Beni en çok etkileyen olay, Türk insanının futbolcuya inanılmaz derecede değer vermesi, yüceltmesi. Yani toplum önünde önemli bir kişilik sahibi olman. Herkes senin yerinde olmak istiyor, sokakta herkes sana ilgi ve saygı gösteriyor. Bu beni olumlu yönde etkiledi. Tabii ki, Fenerbahçe formasıyla sezonun başından itibaren iyi işler yapmam, goller atmam ve karakterli bir futbolcu olmam bunda büyük etken olmuştur.

Türkiye’de beni en çok üzen, veya zorlayan olay ise herkesin benim evimde bir tekstil fabrikası olduğunu düşünmesi. Nereye gidersem gideyim. Karşıma kim çıkarsa çıksın forma istiyor... İnanılır gibi değil. Bir gün bir cafede garson yanıma geldi ve “Eğer patrona bir forma hediye etmezsen, beni işten kovacak” diyerek beni şaşkına çevirdi. Ben de kendisine, “Senin kafan hiç çalışmıyor dostum.
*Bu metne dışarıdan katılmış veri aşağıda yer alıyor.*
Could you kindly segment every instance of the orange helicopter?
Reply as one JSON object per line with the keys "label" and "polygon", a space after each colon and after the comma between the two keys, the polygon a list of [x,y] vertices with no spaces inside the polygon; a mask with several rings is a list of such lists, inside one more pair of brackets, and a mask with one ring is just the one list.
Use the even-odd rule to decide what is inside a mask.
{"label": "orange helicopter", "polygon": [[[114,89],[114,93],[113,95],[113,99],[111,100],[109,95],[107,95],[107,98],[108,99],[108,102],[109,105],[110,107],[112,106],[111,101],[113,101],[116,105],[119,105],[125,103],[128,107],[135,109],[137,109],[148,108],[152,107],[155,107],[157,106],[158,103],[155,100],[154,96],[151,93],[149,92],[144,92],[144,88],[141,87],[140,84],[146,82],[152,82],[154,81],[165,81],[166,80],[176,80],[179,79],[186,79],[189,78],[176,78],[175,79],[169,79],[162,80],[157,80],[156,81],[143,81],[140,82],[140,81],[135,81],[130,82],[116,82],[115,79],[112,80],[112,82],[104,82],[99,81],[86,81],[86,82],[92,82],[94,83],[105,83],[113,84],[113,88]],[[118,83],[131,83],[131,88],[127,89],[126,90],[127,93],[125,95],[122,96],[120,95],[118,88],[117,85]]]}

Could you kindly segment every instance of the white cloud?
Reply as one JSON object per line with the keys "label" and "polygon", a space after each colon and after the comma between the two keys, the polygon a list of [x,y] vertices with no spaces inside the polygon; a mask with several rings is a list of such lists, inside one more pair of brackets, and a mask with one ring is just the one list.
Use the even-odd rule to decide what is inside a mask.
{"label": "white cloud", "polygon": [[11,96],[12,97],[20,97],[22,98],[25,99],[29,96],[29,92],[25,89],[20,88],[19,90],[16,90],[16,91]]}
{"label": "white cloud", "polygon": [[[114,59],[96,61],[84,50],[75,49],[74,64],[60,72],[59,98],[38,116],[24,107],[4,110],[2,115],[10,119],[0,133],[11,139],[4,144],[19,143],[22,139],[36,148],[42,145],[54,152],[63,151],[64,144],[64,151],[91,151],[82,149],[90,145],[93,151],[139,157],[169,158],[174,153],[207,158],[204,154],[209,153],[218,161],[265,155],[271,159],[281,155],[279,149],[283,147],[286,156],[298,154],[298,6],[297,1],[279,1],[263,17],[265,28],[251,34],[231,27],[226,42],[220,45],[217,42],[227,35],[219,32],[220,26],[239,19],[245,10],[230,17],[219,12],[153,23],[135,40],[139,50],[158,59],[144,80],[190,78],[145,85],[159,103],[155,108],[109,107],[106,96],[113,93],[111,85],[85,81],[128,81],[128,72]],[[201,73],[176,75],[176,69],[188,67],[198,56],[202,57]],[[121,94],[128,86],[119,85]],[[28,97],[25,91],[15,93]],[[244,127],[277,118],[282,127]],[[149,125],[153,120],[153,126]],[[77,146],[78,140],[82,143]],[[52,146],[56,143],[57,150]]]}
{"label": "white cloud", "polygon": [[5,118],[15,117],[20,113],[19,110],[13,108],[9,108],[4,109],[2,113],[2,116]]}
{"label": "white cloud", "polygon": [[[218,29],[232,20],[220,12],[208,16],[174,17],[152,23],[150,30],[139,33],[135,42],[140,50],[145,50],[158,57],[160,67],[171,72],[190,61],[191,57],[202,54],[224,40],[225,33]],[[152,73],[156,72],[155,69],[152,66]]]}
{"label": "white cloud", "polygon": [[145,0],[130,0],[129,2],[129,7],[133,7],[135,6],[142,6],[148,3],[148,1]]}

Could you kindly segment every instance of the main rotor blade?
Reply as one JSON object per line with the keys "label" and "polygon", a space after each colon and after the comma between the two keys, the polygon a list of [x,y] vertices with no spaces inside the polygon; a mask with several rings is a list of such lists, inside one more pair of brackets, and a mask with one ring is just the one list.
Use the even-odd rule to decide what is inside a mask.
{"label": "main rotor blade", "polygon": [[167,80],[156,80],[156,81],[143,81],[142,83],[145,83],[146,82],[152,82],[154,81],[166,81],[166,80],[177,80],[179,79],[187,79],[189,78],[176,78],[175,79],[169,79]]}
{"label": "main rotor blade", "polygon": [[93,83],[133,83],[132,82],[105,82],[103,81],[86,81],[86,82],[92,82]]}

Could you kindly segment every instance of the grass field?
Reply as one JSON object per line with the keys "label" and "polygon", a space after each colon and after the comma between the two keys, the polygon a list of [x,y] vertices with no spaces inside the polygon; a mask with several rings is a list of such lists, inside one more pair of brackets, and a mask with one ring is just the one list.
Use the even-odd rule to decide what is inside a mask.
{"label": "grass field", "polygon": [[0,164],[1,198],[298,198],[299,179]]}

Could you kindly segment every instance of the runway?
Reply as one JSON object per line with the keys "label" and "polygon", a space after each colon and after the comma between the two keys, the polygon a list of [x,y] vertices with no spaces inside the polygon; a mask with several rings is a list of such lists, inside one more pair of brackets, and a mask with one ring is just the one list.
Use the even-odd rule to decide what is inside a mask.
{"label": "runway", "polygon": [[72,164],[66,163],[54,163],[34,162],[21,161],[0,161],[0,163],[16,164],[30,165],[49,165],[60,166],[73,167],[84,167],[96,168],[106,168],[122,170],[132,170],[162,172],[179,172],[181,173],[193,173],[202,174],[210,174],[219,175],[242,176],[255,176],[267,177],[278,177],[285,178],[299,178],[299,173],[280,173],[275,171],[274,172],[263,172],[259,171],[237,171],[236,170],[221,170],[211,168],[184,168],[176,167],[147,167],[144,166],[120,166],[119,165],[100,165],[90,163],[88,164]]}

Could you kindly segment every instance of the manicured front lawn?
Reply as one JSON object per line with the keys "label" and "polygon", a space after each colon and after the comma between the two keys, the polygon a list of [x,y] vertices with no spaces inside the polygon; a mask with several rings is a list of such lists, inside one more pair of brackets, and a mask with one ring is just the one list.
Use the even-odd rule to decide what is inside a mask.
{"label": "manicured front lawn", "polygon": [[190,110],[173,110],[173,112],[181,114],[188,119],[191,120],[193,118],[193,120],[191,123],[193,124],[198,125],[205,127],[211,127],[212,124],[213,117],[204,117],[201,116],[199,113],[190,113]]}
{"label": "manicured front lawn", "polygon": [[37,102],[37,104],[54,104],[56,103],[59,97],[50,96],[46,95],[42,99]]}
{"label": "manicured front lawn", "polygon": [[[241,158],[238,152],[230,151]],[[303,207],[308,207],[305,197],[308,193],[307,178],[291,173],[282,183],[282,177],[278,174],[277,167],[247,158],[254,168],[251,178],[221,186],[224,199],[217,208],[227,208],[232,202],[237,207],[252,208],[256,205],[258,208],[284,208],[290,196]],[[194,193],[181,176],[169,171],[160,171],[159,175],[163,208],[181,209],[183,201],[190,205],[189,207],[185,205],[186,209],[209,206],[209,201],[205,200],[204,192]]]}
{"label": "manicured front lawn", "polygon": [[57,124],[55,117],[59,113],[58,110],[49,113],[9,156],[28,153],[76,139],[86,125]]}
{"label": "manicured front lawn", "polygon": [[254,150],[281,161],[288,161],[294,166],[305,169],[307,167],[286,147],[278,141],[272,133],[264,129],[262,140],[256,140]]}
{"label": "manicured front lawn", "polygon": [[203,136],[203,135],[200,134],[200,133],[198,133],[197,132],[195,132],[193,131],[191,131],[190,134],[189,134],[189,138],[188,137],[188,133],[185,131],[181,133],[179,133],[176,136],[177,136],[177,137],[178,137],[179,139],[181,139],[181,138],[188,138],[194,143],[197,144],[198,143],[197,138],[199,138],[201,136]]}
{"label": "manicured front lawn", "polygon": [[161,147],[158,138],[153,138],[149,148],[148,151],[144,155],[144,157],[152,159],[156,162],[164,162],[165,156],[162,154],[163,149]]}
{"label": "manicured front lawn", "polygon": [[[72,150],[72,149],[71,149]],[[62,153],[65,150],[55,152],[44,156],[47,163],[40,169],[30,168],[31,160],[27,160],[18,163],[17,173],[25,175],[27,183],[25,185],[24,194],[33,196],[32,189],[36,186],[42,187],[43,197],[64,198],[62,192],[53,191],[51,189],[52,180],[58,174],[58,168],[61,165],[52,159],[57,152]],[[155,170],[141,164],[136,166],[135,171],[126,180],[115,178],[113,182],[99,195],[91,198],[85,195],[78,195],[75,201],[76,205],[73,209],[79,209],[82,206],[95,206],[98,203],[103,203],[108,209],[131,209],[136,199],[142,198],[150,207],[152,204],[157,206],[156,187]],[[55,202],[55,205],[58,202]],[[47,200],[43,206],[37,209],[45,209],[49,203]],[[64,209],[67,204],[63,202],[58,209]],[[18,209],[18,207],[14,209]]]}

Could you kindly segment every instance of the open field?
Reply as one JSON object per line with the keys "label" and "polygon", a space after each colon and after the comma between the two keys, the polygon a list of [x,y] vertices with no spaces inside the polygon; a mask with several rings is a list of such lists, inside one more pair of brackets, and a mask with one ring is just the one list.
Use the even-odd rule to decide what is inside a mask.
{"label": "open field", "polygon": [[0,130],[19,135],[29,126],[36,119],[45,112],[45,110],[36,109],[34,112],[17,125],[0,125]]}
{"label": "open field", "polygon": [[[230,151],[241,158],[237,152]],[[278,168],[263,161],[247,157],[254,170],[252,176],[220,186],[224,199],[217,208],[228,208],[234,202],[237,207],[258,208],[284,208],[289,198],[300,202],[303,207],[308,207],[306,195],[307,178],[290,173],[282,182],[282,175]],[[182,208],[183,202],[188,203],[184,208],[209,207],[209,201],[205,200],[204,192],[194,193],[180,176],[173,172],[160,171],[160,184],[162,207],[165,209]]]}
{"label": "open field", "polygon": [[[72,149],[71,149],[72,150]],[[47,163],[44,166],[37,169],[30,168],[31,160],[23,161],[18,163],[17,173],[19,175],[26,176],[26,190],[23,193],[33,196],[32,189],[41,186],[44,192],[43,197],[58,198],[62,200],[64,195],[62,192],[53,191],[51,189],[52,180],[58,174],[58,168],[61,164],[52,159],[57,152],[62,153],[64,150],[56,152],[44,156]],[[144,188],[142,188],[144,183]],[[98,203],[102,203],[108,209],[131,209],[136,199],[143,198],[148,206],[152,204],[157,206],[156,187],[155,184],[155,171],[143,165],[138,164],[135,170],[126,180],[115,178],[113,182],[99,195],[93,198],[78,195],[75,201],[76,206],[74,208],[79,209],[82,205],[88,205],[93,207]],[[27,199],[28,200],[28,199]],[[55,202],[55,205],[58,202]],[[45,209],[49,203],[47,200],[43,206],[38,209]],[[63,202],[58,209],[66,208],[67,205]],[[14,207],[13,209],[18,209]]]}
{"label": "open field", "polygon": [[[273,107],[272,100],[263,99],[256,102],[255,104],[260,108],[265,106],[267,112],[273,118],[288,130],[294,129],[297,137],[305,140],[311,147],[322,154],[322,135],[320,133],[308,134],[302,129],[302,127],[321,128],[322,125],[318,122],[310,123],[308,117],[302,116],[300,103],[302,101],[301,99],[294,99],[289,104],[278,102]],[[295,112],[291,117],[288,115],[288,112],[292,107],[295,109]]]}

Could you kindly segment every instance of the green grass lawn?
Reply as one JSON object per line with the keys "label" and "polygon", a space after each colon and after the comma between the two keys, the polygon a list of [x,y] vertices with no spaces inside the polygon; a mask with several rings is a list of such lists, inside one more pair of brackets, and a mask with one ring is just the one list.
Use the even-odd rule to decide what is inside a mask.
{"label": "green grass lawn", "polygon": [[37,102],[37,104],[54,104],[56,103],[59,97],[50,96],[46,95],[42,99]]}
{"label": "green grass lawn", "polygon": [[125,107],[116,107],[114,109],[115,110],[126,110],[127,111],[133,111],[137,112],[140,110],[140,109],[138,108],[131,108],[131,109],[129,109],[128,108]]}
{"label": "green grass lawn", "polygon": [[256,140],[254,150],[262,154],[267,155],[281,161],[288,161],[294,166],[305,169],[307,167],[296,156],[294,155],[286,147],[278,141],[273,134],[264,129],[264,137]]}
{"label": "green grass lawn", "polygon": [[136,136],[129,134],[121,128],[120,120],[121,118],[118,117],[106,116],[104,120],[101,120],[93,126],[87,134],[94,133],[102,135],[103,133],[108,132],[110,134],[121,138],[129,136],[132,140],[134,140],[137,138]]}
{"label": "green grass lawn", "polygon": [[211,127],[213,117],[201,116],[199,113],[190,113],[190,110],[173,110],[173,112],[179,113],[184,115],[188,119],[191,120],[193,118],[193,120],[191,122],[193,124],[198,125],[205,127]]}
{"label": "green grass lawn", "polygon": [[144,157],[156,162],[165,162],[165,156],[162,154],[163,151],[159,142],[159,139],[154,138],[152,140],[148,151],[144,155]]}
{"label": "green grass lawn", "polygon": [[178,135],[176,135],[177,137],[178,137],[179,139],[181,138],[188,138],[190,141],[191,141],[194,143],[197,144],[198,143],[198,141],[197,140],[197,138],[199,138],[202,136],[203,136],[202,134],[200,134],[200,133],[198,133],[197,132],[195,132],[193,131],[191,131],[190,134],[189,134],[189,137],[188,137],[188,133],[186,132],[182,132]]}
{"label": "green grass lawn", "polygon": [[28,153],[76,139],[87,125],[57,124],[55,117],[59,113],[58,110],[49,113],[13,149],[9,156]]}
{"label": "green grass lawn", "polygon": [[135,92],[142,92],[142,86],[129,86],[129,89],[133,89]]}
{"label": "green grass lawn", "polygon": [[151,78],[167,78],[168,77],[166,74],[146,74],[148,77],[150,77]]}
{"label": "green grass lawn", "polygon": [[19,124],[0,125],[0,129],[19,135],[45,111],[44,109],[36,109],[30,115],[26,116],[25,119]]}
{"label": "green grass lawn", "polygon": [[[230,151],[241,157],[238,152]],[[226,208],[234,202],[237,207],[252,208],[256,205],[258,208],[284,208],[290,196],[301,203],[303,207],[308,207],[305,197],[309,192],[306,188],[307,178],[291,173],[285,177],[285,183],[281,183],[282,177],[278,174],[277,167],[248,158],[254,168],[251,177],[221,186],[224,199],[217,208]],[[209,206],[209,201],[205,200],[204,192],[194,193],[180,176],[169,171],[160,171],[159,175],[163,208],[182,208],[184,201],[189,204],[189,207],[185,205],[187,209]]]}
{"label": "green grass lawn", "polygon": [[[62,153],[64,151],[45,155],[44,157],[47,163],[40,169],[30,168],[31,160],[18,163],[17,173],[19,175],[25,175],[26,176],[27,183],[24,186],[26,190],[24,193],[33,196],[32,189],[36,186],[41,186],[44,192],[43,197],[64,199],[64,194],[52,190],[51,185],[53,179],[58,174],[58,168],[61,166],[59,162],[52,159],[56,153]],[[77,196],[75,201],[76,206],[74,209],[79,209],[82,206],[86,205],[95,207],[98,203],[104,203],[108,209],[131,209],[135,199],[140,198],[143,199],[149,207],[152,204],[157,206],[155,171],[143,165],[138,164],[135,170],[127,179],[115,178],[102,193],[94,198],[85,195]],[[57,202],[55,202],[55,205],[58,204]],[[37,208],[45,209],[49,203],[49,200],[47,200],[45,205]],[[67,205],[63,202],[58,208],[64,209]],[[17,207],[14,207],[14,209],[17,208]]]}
Git hemen bir mağazadan bir forma satın al. Getir ve ben imza atayım. Ardından patronun sana prim bile verebilir” dedim...

- İlk yarı geride kaldı, özel yaşamınla Türkiye’ye alışabildin mi?
Tabii ki bazı şeyler çok farklı. Özellikle Hollanda’yla çok farklı. Güzel bir örnek vermek istiyorum. Sezon başında bütün takımla, yönetimle ve teknik heyetle yemek vardı. Sevgilimi (Corin ile resmi olarak evli değiliz) getirip getiremeyeceğimi sordum. “Tabii ki getirebilirsin” dediler. Yemeğe geldiğimizde ise bekarlar bir kenara, evli futbolcular da eşlerini evde bırakmıştı. Baktım ortam bir “erkekler kulübü” gibi. Zaman geçtikçe anladım. Bu olaylar çok hassas. Futbolcular sevgililerini, beraber oldukları kişileri kolay kolay toplum önüne, basın önüne çıkarmaktan çekiniyorlar. Hollanda’da bu inanılmaz farklıydı. Bazı oyuncular üç haftada bir yeni bir sevgiliyle yemeklere katılırdı...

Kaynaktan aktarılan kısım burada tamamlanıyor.